Atualizado em 4 de novembro de 2019 às 10:39

PUBLICADO ORIGINALMENTE NO SUL 21

O Ministro Dias Toffoli, numa entrevista concedida ao velho Estadão na semana passada (30/10/2019), fez uma constatação que ao final se tornou uma apologia perigosa do que ocorre hoje num Brasil sem rumo e permeado pelo ódio. Afirmou com todas as letras que a “elite política do país”, tomada aqui como grupo preparado (nos partidos) com capacidade de gestão política e institucional do Estado, fracassou. Por isso, a burocracia se ergueu como força dirigente da política nacional.

O Ministro fez esta afirmativa como se as “elites” fracassassem pelos mesmos motivos e também tivessem propósitos políticos idênticos.
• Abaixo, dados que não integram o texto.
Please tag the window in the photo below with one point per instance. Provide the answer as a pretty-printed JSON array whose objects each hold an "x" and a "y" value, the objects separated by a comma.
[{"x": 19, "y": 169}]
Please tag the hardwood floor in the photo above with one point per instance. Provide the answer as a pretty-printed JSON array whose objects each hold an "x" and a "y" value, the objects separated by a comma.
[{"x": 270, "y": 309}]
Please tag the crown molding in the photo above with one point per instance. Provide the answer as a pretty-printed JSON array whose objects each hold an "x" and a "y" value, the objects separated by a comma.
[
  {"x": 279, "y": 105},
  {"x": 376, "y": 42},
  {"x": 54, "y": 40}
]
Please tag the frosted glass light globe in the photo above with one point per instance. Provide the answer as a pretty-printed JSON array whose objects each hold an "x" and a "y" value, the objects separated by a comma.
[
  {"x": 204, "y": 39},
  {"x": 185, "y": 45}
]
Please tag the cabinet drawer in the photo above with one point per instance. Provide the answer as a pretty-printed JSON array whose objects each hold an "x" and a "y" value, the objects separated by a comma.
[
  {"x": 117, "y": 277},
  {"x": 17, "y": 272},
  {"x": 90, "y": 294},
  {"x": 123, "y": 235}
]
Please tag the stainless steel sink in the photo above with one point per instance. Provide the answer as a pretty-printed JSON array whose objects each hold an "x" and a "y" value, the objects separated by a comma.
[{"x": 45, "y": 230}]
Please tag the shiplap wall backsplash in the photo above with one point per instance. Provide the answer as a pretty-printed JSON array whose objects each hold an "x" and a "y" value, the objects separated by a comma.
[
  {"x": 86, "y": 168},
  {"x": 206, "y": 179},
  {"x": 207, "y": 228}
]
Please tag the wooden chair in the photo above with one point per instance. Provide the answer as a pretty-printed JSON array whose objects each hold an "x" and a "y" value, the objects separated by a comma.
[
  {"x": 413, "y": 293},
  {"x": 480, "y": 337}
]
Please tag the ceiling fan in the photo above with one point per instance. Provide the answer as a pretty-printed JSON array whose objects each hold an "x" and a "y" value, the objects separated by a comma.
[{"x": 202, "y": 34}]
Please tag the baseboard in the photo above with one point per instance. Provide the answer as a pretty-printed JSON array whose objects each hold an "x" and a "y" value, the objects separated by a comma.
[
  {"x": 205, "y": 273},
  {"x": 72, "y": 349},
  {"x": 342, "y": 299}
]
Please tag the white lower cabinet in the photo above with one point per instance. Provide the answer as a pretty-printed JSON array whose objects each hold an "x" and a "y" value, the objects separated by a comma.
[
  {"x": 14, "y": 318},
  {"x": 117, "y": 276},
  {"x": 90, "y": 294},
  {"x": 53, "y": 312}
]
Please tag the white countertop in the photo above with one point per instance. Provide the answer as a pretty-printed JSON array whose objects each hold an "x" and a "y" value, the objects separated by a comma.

Tal fato teria despertando na alta burocracia estatal, assim, uma lúcida vontade salvadora para tomar conta da moral pública e das reformas, como se ela -alta burocracia- também tivesse sempre propósitos comuns e tivesse a capacidade de empalmar, por si mesma, a virtudes da república.

Brutal e elementar equívoco, pois se existe falta de rumo na “elite política (tradicional) do país” é precisamente porque a maioria do que se designa como “burocracia” (leia-se alta burocracia do Estado) foi cooptada politicamente através de um golpe midiático-parlamentar, por um grupo de extrema direita, vinculado ao que tem de pior na nossa política “sem partido” que, como se sabe hoje, tem profundas relações com as religiões do dinheiro e com o crime organizado.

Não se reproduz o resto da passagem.